On Sun, 30 Jul 2017 15:05:33 +0100, Whiskers
Post by Whiskers Post by Harrison Hill Post by Harrison Hill Post by Peter T. Daniels
If people quibble over "You're free, white and twenty-one", I
wonder what they would say about "Young, gifted and black"?
The latter is a phrase devised by an African American poet.
""To Be Young, Gifted and Black" is a song by Nina Simone with
lyrics by Weldon Irvine. It was written in memory of Simone's late
friend Lorraine Hansberry." (Wikip)
Nina Simone was one of the greatest activist-artists of the Civil
Rights Era, Lorraine Hansberry was the first African American
(woman?) playwright to have a play (*A Raisin in the Sun*) produced
on Broadway. "A raisin in the sun" is an image from the leading
poet of the Harlem Renaissance, Langston Hughes.
There's a celebrated recording of the song by Aretha Franklin, and
one of her albums is named for it.
So the answer to your wondering is, they embrace it.
Of course they do. So why does "You're free, white and twenty-one"
cause (imaginary) "offence"? Who is being offended? Why aren't we
allowed to say what other people are allowed to say?
Apropos of nothing, it was the "Bob and Marcia" version that was the
UK hit, around about the "coffee coloured people by the score" period
of the 1970s. This problem drives educated ethnic-minority people
bonkers: people leaping at the chance to be "offended" on their behalf
- where no offence is intended and where no offence is taken.
"To Be Young, Gifted and Black is where it's at": pride and respect.
"To Be Young, Gifted and White is where it's at": insult and bigotry?
Times change. When Nina Simone wrote her song, racist speech was
commonplace and widely accepted - her song was indeed a response and
retaliation to it. Racism is less acceptable now - even if it is still
true that 'being white' (or 'not being black') confers some advantages.
So while it is true that your friend's being white won't harm her
prospects of advancement, it would probably be politic and tactful to
express this more circumspectly than as a slogan or motto. It certainly
isn't a birthright any more.
Your choice of the word 'free' is interesting. What prompted you to
mention it? Is 'not free' something that affects people in your culture
or circle of acquaintances? If so, in what ways?
It's a set piece. "Free, white, and 21" is the phrase.
Post by Whiskers
Presumably, 21 is the age of majority where you are.
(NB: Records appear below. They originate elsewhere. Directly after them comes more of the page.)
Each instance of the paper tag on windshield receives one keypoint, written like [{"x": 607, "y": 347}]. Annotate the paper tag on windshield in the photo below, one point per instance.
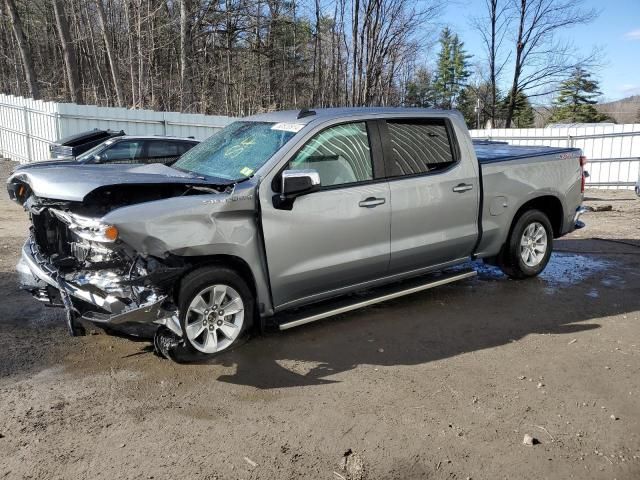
[{"x": 288, "y": 127}]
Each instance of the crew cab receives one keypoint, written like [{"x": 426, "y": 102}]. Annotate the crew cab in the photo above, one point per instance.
[{"x": 285, "y": 218}]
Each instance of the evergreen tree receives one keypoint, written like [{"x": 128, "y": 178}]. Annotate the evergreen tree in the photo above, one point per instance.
[
  {"x": 576, "y": 99},
  {"x": 452, "y": 70},
  {"x": 470, "y": 97}
]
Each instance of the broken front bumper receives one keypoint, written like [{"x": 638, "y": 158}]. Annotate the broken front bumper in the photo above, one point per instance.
[
  {"x": 577, "y": 223},
  {"x": 38, "y": 276}
]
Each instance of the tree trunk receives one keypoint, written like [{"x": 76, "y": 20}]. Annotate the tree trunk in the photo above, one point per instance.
[
  {"x": 69, "y": 52},
  {"x": 518, "y": 66},
  {"x": 25, "y": 51},
  {"x": 113, "y": 62},
  {"x": 185, "y": 54}
]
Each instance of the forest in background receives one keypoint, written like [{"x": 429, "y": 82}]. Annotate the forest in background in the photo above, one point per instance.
[{"x": 240, "y": 57}]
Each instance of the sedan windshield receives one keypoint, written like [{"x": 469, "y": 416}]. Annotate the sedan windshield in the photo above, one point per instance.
[{"x": 237, "y": 151}]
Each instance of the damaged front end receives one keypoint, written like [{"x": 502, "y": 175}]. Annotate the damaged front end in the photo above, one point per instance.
[{"x": 78, "y": 262}]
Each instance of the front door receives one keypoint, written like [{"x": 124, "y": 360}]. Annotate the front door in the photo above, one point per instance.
[{"x": 337, "y": 237}]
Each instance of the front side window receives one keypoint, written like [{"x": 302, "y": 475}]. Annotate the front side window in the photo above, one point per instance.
[
  {"x": 238, "y": 150},
  {"x": 339, "y": 154},
  {"x": 419, "y": 146}
]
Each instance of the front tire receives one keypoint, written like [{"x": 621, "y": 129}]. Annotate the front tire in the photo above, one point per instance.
[
  {"x": 216, "y": 309},
  {"x": 529, "y": 246}
]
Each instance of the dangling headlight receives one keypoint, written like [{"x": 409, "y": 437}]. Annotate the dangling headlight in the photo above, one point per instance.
[{"x": 90, "y": 229}]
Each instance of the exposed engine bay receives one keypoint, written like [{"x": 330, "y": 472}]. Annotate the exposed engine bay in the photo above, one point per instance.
[{"x": 87, "y": 268}]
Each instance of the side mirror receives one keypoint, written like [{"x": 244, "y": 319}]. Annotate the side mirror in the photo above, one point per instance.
[{"x": 299, "y": 182}]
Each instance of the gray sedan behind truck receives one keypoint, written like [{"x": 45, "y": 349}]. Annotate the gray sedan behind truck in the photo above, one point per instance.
[{"x": 279, "y": 219}]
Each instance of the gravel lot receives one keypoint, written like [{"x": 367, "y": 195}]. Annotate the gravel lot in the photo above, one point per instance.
[{"x": 441, "y": 384}]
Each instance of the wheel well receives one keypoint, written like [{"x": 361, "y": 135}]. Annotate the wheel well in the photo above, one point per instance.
[
  {"x": 550, "y": 206},
  {"x": 228, "y": 261}
]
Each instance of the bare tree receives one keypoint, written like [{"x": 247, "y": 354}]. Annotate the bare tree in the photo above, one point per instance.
[
  {"x": 25, "y": 50},
  {"x": 185, "y": 54},
  {"x": 540, "y": 59},
  {"x": 492, "y": 29},
  {"x": 108, "y": 42},
  {"x": 69, "y": 51}
]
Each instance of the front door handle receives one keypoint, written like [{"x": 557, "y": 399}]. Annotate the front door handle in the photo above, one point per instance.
[
  {"x": 462, "y": 187},
  {"x": 371, "y": 202}
]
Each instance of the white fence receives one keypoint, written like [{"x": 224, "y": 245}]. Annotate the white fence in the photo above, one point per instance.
[
  {"x": 613, "y": 151},
  {"x": 28, "y": 126}
]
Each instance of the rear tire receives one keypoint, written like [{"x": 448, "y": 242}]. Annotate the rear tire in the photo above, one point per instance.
[
  {"x": 216, "y": 309},
  {"x": 529, "y": 246}
]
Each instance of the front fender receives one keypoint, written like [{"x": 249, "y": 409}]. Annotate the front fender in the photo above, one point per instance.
[{"x": 197, "y": 226}]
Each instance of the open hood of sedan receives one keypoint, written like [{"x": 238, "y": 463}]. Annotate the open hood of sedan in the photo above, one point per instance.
[{"x": 75, "y": 182}]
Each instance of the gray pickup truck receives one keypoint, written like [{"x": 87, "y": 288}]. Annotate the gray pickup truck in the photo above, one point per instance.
[{"x": 285, "y": 218}]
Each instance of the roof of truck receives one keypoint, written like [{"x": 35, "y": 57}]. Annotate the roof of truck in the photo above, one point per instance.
[{"x": 291, "y": 116}]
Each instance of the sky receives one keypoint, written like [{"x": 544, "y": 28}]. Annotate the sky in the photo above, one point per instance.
[{"x": 616, "y": 32}]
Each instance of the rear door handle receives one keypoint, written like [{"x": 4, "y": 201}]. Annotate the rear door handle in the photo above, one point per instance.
[
  {"x": 371, "y": 202},
  {"x": 461, "y": 188}
]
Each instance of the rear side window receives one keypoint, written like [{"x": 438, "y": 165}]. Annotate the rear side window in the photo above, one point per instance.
[
  {"x": 163, "y": 149},
  {"x": 419, "y": 146},
  {"x": 122, "y": 151},
  {"x": 185, "y": 146}
]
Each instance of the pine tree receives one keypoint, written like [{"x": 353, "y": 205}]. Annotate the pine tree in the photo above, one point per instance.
[
  {"x": 419, "y": 90},
  {"x": 452, "y": 70},
  {"x": 576, "y": 99},
  {"x": 523, "y": 113}
]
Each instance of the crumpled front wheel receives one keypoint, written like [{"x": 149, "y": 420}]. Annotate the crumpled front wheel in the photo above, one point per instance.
[{"x": 216, "y": 309}]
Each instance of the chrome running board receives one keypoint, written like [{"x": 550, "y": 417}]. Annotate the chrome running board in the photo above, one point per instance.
[{"x": 348, "y": 304}]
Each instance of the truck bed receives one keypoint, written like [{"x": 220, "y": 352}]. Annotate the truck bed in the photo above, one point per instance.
[{"x": 489, "y": 152}]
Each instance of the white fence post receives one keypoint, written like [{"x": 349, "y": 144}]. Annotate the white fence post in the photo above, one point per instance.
[{"x": 27, "y": 133}]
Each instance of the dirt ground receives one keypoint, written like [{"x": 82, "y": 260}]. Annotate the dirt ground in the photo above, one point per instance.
[{"x": 441, "y": 384}]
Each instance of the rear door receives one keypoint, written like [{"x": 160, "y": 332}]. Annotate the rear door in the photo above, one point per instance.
[
  {"x": 434, "y": 194},
  {"x": 338, "y": 236}
]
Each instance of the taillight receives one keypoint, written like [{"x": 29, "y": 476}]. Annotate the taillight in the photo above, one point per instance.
[{"x": 583, "y": 162}]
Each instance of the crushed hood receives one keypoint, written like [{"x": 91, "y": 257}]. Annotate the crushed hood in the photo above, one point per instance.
[{"x": 75, "y": 182}]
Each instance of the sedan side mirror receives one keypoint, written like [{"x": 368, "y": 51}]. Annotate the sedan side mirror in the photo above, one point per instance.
[{"x": 299, "y": 182}]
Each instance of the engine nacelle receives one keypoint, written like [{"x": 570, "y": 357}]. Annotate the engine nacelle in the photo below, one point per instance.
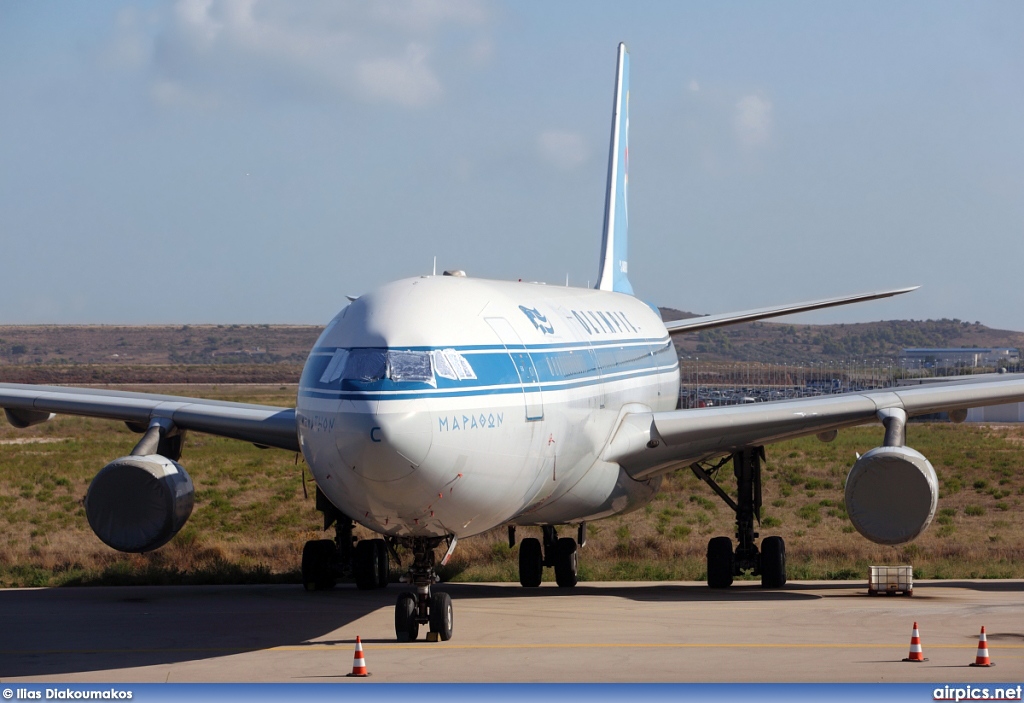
[
  {"x": 891, "y": 494},
  {"x": 23, "y": 419},
  {"x": 137, "y": 503}
]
It's not about "advancement", by the way. It's a phrase that is
intended to mean "You can make your own decisions". All of the
conditions (not free, not white, not 21) implied restrictions on a
person from doing what they want.
When it was used, it was used when someone asked if they could do
something and the reply was to indicate that they could do it if they
wanted to. For example, the question "Do you think I should grow a
beard?" might elicit that as a response.